The home stretch was two consecutive surgeries, the first one to remove the tumor and sentinel lymph nodes, and the second to dissect and analyze neighboring axillary lymph nodes since the one sentinel lymph node had tested positive for cancer post-surgery. Fortunately, there was no cancer detected in the axillary lymph nodes, and I was able to proceed to the last phase of treatment, radiation therapy.
Following painful dot-like tattoos meant to help the technician precisely line up the treatment fields, I endured six weeks of daily undressing and dressing in hospital gowns and getting radiotherapy. I finally made it to graduation day.
I look back on the past year almost as if it were a dream. If it were not for the continued once daily consumption of tamoxifen tablets, shot in the rear every three months with Lupron, biannual IV infusion with the bone-strengthening drug, Zometa, and seeing the oncologist and medical fellow every few months, I’d think it really was a dream.
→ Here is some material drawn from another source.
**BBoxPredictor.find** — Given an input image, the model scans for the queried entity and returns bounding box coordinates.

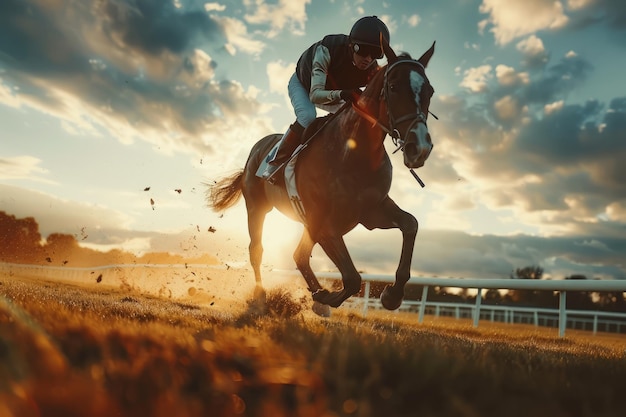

Instead, it was a very real part of my life, and one that has given more meaning to the cancer research I have been doing for half of it. I had always known that behind every “MRN” patient code I’d read on my heparin-coated tubes of blood that I’d process for experiments, there was a real person. My appreciation of what those real people are going through, though, has deepened considerably since my own diagnosis a little over a year ago.